Reputation: 23
I have multiple data sets from different sources of varying length. One txt file has time in seconds , other one has in 10hz ( varying at times) so my data is messy. I am trying to compare these kind of data sets , but I need a smart way to sync the timeseries first along with adjacent columns of data. Any help would be appreciated.

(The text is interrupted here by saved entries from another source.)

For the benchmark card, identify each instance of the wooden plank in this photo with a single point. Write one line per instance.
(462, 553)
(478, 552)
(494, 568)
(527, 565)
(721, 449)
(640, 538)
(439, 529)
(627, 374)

Here are two example data sets:
Time data 1 data 2 data 3
12:19:00 PM 0.06875 0.1625 0
12:19:01 PM 0.06875 0.1625 0
12:19:02 PM 0.06875 0.1625 0
12:19:05 PM 0.06875 0.1625 0
12:20:06 PM 0.06875 0.15625 0
12:20:00 PM 0.06875 0.1625 0.02300251
size of data one is 600, 10
Data set 2 looks similar with more columns and different start and end time with different frequency so size of data 2 is [1000, 40]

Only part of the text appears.